Although social media has transformed how we organize as groups as well as how we see ourselves. Unfortunately, the literature on changing one’s identity through online interactions is mostly focused on the effects of pornography, body dysmorphia and violence. Jim Taylor argues that self-identity is formed through both self-awareness (observing and evaluating past experience, current needs and future goals) and feedback from the social and cultural environment where we live. The rise of social media has placed more emphasis on approval from individuals (or bots) with no connection to an individual’s local social and cultural environment, altering self-identity without feedback loops available in the offline world.

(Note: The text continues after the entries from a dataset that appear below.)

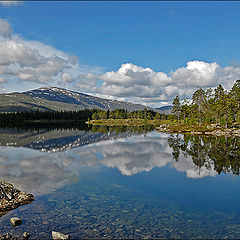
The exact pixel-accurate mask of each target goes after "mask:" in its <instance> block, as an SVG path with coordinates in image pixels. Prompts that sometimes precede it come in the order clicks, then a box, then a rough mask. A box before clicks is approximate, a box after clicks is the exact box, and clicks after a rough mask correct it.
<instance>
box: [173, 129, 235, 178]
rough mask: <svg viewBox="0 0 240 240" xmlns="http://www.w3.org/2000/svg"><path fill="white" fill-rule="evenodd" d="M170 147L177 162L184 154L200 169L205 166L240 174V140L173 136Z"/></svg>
mask: <svg viewBox="0 0 240 240" xmlns="http://www.w3.org/2000/svg"><path fill="white" fill-rule="evenodd" d="M168 144H169V147H170V148H172V155H173V159H174V160H175V161H178V160H179V156H180V154H181V153H182V154H183V155H184V156H185V157H191V158H192V161H193V163H194V164H195V165H196V166H197V167H198V169H199V172H200V169H201V168H202V167H203V166H204V167H205V168H207V169H208V170H211V166H212V164H214V170H215V171H216V172H217V173H218V174H220V173H222V172H223V173H227V172H232V173H233V174H237V175H239V173H240V138H233V137H210V136H198V135H184V136H183V137H180V136H179V135H178V134H176V135H173V134H171V135H170V137H169V138H168Z"/></svg>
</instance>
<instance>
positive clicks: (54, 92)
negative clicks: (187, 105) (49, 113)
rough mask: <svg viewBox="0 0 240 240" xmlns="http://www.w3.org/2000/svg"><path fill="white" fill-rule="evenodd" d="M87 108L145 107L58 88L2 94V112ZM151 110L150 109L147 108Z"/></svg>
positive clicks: (131, 110) (104, 109) (130, 108)
mask: <svg viewBox="0 0 240 240" xmlns="http://www.w3.org/2000/svg"><path fill="white" fill-rule="evenodd" d="M86 108H101V109H104V110H108V109H109V110H114V109H117V108H123V109H127V110H128V111H133V110H143V109H144V108H145V106H143V105H140V104H133V103H130V102H123V101H117V100H111V99H104V98H98V97H94V96H91V95H87V94H83V93H78V92H74V91H70V90H67V89H64V88H58V87H45V88H39V89H35V90H31V91H27V92H22V93H19V92H14V93H8V94H0V112H17V111H33V110H40V111H46V110H54V111H77V110H82V109H86ZM147 108H148V109H151V108H150V107H147Z"/></svg>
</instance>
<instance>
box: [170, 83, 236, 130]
mask: <svg viewBox="0 0 240 240" xmlns="http://www.w3.org/2000/svg"><path fill="white" fill-rule="evenodd" d="M239 107H240V80H237V81H236V82H235V83H234V85H233V86H232V88H231V89H230V91H226V90H225V89H224V88H223V86H222V85H218V87H216V88H215V89H214V90H213V89H211V88H208V89H207V90H205V91H204V90H203V89H202V88H200V89H198V90H196V91H195V92H194V93H193V95H192V99H185V100H184V101H182V103H181V102H180V100H179V97H178V96H176V97H175V98H174V100H173V110H172V113H173V117H174V119H175V120H176V121H177V122H178V123H185V124H194V123H198V124H199V125H200V126H201V125H202V124H203V123H208V124H209V123H216V124H219V125H222V126H226V127H231V126H234V125H236V124H237V123H239V122H240V109H239Z"/></svg>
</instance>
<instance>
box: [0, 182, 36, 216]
mask: <svg viewBox="0 0 240 240" xmlns="http://www.w3.org/2000/svg"><path fill="white" fill-rule="evenodd" d="M33 201H34V196H33V194H28V193H25V192H22V191H20V190H19V189H17V188H15V187H14V186H13V185H12V184H11V183H7V182H5V181H3V180H0V217H1V216H3V215H5V214H6V213H7V212H9V211H11V210H13V209H16V208H18V207H20V206H22V205H26V204H29V203H31V202H33Z"/></svg>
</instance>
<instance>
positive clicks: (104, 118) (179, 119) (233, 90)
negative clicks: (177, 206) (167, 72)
mask: <svg viewBox="0 0 240 240" xmlns="http://www.w3.org/2000/svg"><path fill="white" fill-rule="evenodd" d="M172 105H173V109H172V113H170V114H166V113H159V112H157V111H154V110H153V109H147V108H144V109H143V110H137V111H131V112H128V111H127V110H126V109H115V110H112V111H109V110H107V111H106V110H102V109H85V110H80V111H61V112H57V111H32V112H31V111H29V112H17V113H2V114H0V125H6V124H8V125H9V124H15V123H18V124H19V123H22V122H34V121H35V122H36V121H39V120H41V121H42V122H44V121H45V122H51V121H62V122H67V121H75V122H77V121H89V120H105V119H113V120H114V119H141V120H146V121H145V122H146V124H147V122H150V121H148V120H155V122H154V124H160V123H161V122H163V121H165V122H166V121H167V122H168V123H174V124H185V125H198V126H202V125H204V124H219V125H221V126H225V127H233V126H239V125H240V108H239V107H240V80H237V81H236V82H235V83H234V85H233V86H232V88H231V89H230V90H229V91H226V90H225V89H224V88H223V86H222V85H219V86H217V87H216V88H215V89H211V88H208V89H206V90H204V89H202V88H199V89H198V90H196V91H195V92H194V93H193V95H192V98H191V99H184V100H183V101H180V98H179V96H178V95H177V96H176V97H175V98H174V99H173V102H172ZM114 121H115V120H114ZM151 124H152V123H151Z"/></svg>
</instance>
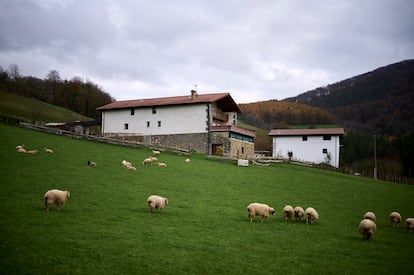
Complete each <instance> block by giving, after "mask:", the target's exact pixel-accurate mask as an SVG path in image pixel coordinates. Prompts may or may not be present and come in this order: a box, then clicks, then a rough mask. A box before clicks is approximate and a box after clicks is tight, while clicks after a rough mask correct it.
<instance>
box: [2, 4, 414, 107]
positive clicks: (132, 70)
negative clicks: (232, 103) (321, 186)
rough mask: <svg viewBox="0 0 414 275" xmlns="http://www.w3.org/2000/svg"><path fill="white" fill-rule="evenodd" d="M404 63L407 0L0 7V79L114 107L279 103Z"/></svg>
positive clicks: (408, 23) (78, 5)
mask: <svg viewBox="0 0 414 275" xmlns="http://www.w3.org/2000/svg"><path fill="white" fill-rule="evenodd" d="M413 58H414V1H412V0H355V1H354V0H338V1H335V0H252V1H243V0H228V1H226V0H205V1H201V0H200V1H191V0H187V1H185V0H182V1H174V0H163V1H160V0H148V1H141V0H125V1H123V0H91V1H88V0H32V1H30V0H0V65H1V66H2V67H3V69H4V70H7V69H8V67H9V65H10V64H16V65H18V66H19V69H20V74H21V75H23V76H35V77H39V78H45V76H46V75H47V73H48V72H49V71H50V70H57V71H58V72H59V74H60V76H61V78H62V79H68V80H69V79H71V78H73V77H75V76H78V77H82V78H84V79H88V80H90V81H92V82H93V83H95V84H97V85H99V86H100V87H101V88H102V89H103V90H104V91H105V92H107V93H109V94H110V95H111V96H112V97H114V98H115V99H116V100H127V99H140V98H154V97H165V96H176V95H186V94H190V91H191V89H194V88H195V85H197V86H196V87H197V91H198V92H199V93H212V92H229V93H230V94H231V96H232V97H233V98H234V99H235V101H236V102H237V103H249V102H256V101H262V100H269V99H279V100H281V99H284V98H286V97H291V96H296V95H298V94H300V93H303V92H306V91H308V90H312V89H314V88H317V87H320V86H324V85H327V84H330V83H334V82H337V81H340V80H343V79H346V78H349V77H352V76H355V75H358V74H361V73H365V72H368V71H371V70H374V69H376V68H378V67H381V66H385V65H388V64H391V63H395V62H399V61H401V60H404V59H413Z"/></svg>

Health information technology may be able to move individuals with introjected and identified regulation toward integrated regulation or intrinsic motivation by providing a forum to both perform identity work for others to see and allow for social interaction (cooperation [e.g., group problem-solving, mentoring], competition). Although promoting one’s personal brand is a large part of social media (e.g., I am publishing this on my own website), I am not convinced that people will consider promoting the adoption of new health behaviors as a way to gain social status. We in the health information technology community could do more to identify what type of motivation an individual might be using support their existing health behaviors and highlighting opportunities to shift those behaviors to better support future goals. In an effort to “suck less,” creating a series of achievable behaviors may be more important than emphasizing the aspirational goal (e.g., “I can jog a half-mile further than last week” instead of “I will run a marathon.”). Ideally, adopting new behaviors may support a new identity with internally-focused motivations to help sustain the behaviors long-term.
Although gamification has received a lot of attention in helping promote behavior change, I am not sure the habits one aquires through a “gamified” experience with external rewards easily convert into behavior based on intrinsic motivation. One recent randomized trial using behaviorally designed gamification techniques among overweight and obese adults showed a small increase in the number of steps taken, but the gains decreased after the intervention was stopped. Focusing exclusively on information technology to drive changes in identity and subsequent long-term behavior change may introduce other challenges. Online identities, and associated identity work, may be completely fabricated. If poorly calibrated, suggested identities and their supporting behaviors may actually demotivate individuals. Online communities may need trusted moderators to reduce the risk of misinformation being spread. Health information technology is more likely to support changes in self-identity if the online content and interactions happen within a local environmental context that support that change in self-identity.
Long-term behavior change is necessary to reduce the incidence and severity of non-communicable diseases. The healthcare system is not currently structured to support long-term behavior change through our fee-for-service or value-based payment models. External rewards and penalties may not support an individual’s own efforts to transform their identity to one that more readily supports healthy behaviors. Health information technology may help increase intrinsic motivation to change behavior if tactics are used to assess an invidual’s health behavior-related identity and behaviors that reinforce that identity. I believe the entities that can create a series of achievable shifts in identity with associated behaviors will be in a better position to support individuals interested in improving their health.